I am participating in the 31 Days of Free Writes October challenge. This is meant to be a free write, which means: no editing, no over-thinking, no worrying about perfect grammar or punctuation. (Confession: I *may* not be able to resist spell-checking!)
Today’s prompt: Truth
I would be a horrible poker player. If I am holding the wrong cards but don’t want my fellow players to know, I am likely to give myself away. I am a horrible liar, white lie, big lie — any lie.
BUT —- being a caregiver of someone with severe short-term memory loss helped me hone my skills in the “white lie” department. Over the three years, I came to see that as a compassionate thing (and a sanity saver for me).
One of my fears as I weigh out whether or not to write a book about my caregiving experience is the concern that I am rapidly losing the details. I wish I had kept a journal. It all seemed so fraught at the time — emotionally, from a time management perspective, etc.

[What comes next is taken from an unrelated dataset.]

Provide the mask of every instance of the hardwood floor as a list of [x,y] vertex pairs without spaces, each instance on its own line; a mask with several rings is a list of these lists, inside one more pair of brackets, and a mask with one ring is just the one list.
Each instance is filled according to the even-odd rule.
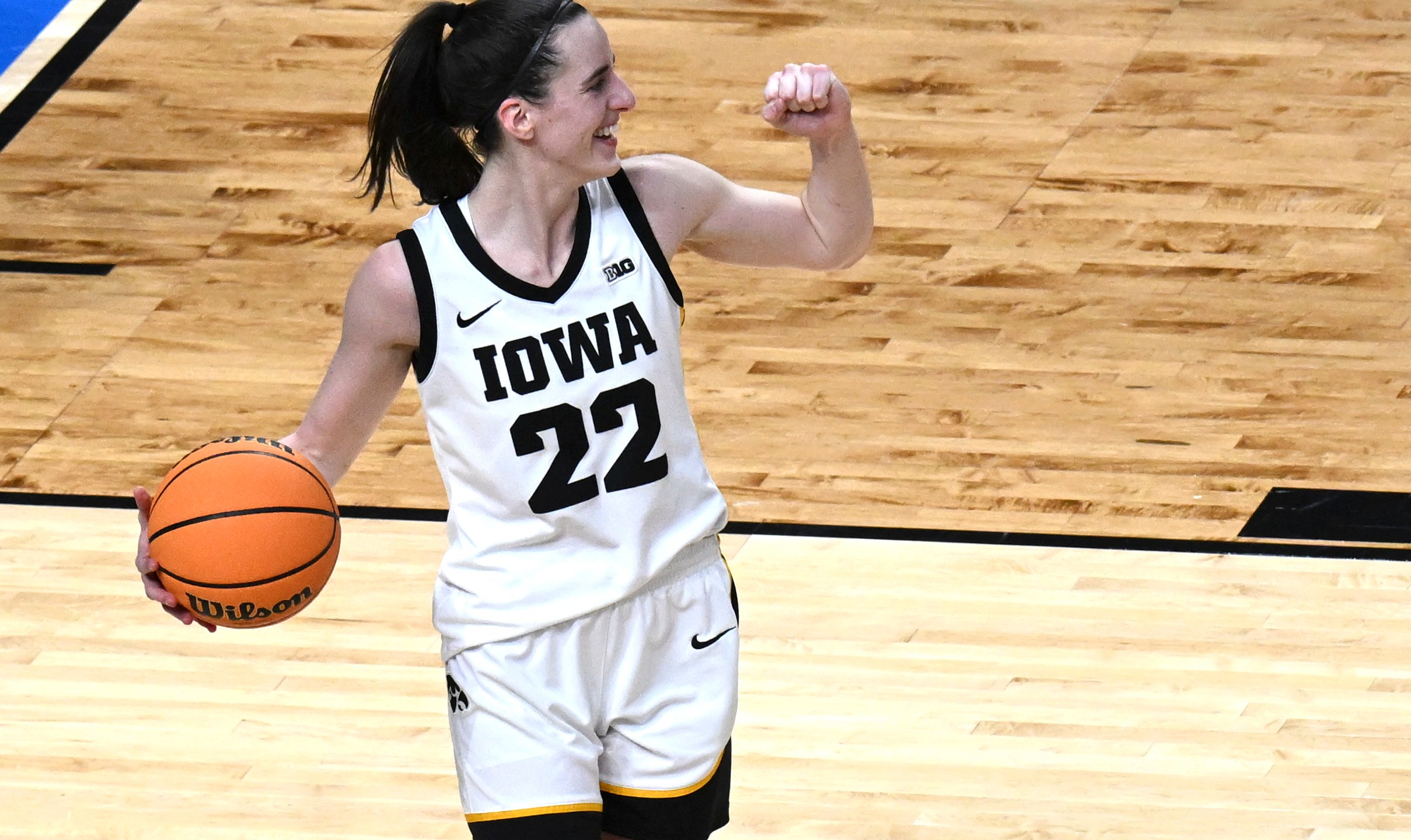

But white lies, they happened. Before the first bout of cancer, Dad was still determined to get to the bar every day (he had a habit of going at 4 p.m.). A day’s level of “pleasant” was made or broken on whether we went or not. I don’t recall that I ever downright said it was “closed” BUT I definitely said my husband was “still at work” when I knew he was at the bar (he goes there every day after work himself).
He lived for his son to get home (second, I guess to living to go to the bar every day). It wouldn’t do for him to know Wayne was there but I had not taken Dad.
The truth is, we have to be creative sometimes to provide the most loving environment for the people in our lives.
Wife of one, Mom of two, Friend of many.